Last updated: January 1
A typical homeowners insurance policy includes several coverages that may help pay to replace a broken window. Dwelling coverage, other structures coverage or liability coverage may come into play, depending on what caused the window to break. Here's a look at some scenarios in which homeowners insurance may help cover a broken window claim.
What if something breaks my window?
Standard homeowners insurance helps cover certain risks — often referred to as perils — that are outlined in your policy. Home insurance typically helps pay to repair damage from vandalism, hail, fire, theft and wind. So, if one of your window panes is broken by hail, for instance, you may be able to file a homeowners insurance claim on your dwelling coverage.
If the broken window is on a detached structure, such as a shed or detached garage, your other structures coverage may help pay for repairs.
Home insurance deductibles and limits
Keep in mind that you'll likely need to pay your deductible toward a broken window claim. Your deductible is the amount you pay out of pocket before your insurance kicks in to help cover the claim. You can usually choose your deductible when you purchase homeowners insurance.
If the cost of repairing a broken window is less than your deductible, you will have to pay for repairs yourself (likely without reimbursement from your insurer). But if your deductible is lower than the cost of the window repair, your homeowners insurance will likely help pay the difference, up to your coverage limit. A coverage limit is the maximum amount your insurer will pay toward a covered claim.
Say your window is damaged during a break-in, and repairs will cost $700. But, your dwelling coverage deductible is $1,000. You would have to pay for repairs entirely out of your own pocket. Now, suppose you had a $500 deductible. You would pay $500 toward the window repair, and your insurer would reimburse you for the additional $200.

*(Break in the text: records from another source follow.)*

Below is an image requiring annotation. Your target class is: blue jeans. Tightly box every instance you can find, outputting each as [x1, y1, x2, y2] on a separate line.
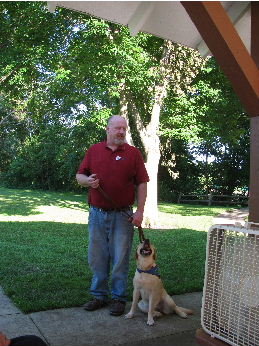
[88, 206, 134, 302]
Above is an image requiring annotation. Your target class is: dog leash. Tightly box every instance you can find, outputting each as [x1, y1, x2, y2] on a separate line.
[97, 186, 145, 242]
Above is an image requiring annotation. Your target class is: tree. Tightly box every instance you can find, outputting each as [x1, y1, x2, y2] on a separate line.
[0, 97, 28, 175]
[0, 2, 107, 188]
[177, 57, 250, 195]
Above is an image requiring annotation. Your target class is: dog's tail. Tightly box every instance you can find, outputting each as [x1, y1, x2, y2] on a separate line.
[180, 307, 194, 315]
[175, 306, 194, 318]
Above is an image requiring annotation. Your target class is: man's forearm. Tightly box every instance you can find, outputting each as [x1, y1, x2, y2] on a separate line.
[136, 182, 147, 212]
[76, 173, 99, 189]
[76, 173, 89, 187]
[130, 182, 147, 227]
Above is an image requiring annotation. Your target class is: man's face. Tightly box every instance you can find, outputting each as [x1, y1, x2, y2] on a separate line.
[107, 118, 127, 146]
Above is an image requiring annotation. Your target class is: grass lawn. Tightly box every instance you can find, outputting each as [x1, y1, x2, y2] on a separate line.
[0, 186, 228, 313]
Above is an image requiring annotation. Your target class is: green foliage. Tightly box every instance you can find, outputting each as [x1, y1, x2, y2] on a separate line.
[159, 138, 201, 201]
[3, 111, 107, 190]
[158, 56, 250, 196]
[0, 98, 28, 174]
[191, 58, 249, 143]
[185, 58, 250, 194]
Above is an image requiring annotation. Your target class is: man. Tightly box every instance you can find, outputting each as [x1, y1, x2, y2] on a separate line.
[76, 115, 149, 316]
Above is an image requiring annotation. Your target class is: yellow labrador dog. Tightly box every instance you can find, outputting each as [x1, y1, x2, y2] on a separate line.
[125, 239, 193, 326]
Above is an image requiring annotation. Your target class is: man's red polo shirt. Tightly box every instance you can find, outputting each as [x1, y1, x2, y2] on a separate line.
[77, 141, 149, 209]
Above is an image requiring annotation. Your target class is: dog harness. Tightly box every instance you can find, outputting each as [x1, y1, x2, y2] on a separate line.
[137, 266, 160, 278]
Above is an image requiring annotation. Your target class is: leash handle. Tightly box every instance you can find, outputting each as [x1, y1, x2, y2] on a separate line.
[97, 186, 145, 242]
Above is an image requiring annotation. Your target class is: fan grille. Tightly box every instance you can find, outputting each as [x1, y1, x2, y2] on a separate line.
[202, 225, 259, 346]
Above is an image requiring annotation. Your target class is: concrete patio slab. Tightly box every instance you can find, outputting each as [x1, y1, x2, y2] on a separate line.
[0, 314, 45, 340]
[0, 287, 21, 315]
[29, 292, 202, 346]
[122, 330, 200, 346]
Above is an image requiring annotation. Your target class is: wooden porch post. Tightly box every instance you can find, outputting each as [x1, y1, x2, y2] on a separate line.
[249, 2, 259, 223]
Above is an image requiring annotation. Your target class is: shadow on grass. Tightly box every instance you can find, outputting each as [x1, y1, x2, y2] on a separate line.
[0, 186, 88, 216]
[1, 186, 225, 219]
[0, 220, 90, 313]
[0, 220, 206, 313]
[159, 202, 229, 217]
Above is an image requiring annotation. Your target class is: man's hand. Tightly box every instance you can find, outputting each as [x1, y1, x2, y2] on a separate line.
[131, 210, 144, 227]
[87, 174, 99, 189]
[0, 332, 11, 346]
[76, 173, 99, 188]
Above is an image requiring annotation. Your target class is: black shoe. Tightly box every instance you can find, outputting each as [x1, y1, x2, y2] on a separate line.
[83, 298, 108, 311]
[110, 299, 126, 316]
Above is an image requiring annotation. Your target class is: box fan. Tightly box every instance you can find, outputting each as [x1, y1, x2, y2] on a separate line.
[201, 224, 259, 346]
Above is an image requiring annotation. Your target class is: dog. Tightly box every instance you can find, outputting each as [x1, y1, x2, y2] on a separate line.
[125, 238, 193, 325]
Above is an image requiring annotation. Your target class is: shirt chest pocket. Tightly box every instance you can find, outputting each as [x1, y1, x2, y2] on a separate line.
[110, 156, 136, 179]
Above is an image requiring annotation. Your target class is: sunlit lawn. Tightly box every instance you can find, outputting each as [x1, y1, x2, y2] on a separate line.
[0, 186, 228, 313]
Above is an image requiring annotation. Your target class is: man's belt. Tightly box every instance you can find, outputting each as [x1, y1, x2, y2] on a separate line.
[90, 205, 132, 213]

What if I break someone else's window?
Suppose you or your child accidentally throws a ball through a neighbor's window. If you accidentally damage another person's property, the liability coverage in your homeowners policy may help pay for repairs. You'll typically find that you do not have to pay a deductible on homeowners liability coverage.

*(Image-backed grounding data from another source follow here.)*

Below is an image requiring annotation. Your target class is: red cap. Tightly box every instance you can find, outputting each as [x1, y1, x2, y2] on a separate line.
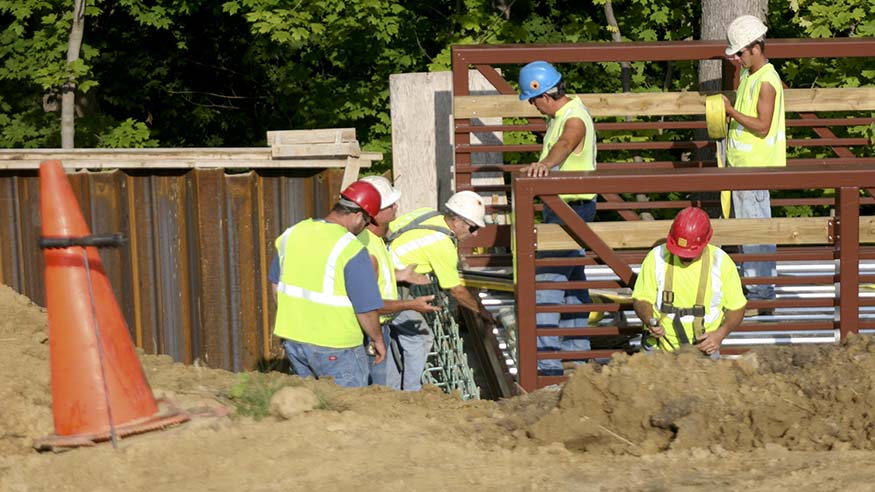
[340, 180, 381, 218]
[666, 207, 713, 259]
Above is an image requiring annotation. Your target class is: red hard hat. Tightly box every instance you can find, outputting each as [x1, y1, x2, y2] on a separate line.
[340, 180, 381, 218]
[666, 207, 713, 259]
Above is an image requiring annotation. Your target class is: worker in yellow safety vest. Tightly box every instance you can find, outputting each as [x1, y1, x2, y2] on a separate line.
[722, 14, 785, 315]
[356, 176, 440, 386]
[516, 60, 599, 376]
[385, 190, 494, 391]
[632, 207, 747, 356]
[272, 180, 386, 387]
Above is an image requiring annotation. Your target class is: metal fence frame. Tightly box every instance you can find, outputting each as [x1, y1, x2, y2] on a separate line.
[513, 165, 875, 391]
[451, 38, 875, 267]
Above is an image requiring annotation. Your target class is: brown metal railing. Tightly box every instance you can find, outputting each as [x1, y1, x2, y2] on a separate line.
[513, 165, 874, 392]
[451, 39, 875, 267]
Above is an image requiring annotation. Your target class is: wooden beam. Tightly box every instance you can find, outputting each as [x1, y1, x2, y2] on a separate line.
[271, 142, 361, 159]
[454, 87, 875, 119]
[0, 148, 381, 170]
[266, 128, 356, 145]
[536, 216, 875, 251]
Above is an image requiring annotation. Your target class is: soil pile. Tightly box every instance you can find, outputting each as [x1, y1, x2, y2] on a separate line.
[530, 341, 875, 454]
[3, 283, 875, 492]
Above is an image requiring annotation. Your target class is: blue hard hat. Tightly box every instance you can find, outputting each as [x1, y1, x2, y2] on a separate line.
[518, 61, 562, 101]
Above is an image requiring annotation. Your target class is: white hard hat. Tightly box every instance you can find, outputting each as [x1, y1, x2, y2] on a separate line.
[445, 190, 486, 228]
[725, 15, 768, 56]
[359, 175, 401, 209]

What if I break my own window?
Homeowners insurance typically does not cover accidental breakage you cause to your own house. If your child throws a ball through your home's window or you accidentally crack a window pane, you'll likely need to pay out of pocket for the repair.
Also, keep in mind that homeowners insurance does not cover window maintenance issues or wear and tear. If your window needs repair or replacement because it's drafty, for instance, homeowners insurance will not cover the cost.

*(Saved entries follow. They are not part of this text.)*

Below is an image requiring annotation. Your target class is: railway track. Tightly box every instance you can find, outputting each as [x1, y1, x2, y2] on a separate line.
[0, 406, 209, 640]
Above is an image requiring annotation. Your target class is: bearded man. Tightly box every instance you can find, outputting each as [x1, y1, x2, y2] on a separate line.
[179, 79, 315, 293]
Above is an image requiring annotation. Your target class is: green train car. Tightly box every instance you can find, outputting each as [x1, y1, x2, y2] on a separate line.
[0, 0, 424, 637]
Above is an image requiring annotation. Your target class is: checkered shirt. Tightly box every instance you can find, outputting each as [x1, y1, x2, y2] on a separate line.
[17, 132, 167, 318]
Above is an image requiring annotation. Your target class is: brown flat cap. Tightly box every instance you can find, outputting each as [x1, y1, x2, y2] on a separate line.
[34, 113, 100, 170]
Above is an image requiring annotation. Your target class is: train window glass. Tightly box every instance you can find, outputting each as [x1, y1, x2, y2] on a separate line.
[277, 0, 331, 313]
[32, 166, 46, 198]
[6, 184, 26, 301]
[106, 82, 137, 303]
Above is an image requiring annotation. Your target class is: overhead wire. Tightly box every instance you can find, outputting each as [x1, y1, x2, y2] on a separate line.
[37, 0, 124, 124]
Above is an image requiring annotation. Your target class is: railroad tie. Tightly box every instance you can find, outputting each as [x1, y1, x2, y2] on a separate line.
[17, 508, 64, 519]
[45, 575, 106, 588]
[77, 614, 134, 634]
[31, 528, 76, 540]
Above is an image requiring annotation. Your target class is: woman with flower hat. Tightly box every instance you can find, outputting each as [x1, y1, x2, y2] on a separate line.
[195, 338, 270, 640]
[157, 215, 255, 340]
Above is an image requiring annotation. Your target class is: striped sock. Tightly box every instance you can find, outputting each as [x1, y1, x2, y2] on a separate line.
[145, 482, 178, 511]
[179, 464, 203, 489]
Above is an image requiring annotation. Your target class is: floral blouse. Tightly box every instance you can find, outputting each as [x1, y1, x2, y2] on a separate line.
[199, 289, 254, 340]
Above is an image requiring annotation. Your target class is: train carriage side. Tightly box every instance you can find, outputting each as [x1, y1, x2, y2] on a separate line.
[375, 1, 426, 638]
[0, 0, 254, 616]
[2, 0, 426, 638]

Broken window seals also may not be covered by home insurance. According to This Old House, fog or moisture between double-glazed windows can indicate a broken seal. Window seals fail over time, with manufacturers offering warranties up to 20 years, This Old House says. Remember, unless the damage is caused by a sudden or accidental peril — hail, fire or theft, for example — it's likely not covered by homeowners insurance.
It's a good idea to understand when homeowners insurance covers broken windows and to make sure your deductibles and coverage limits fit your needs.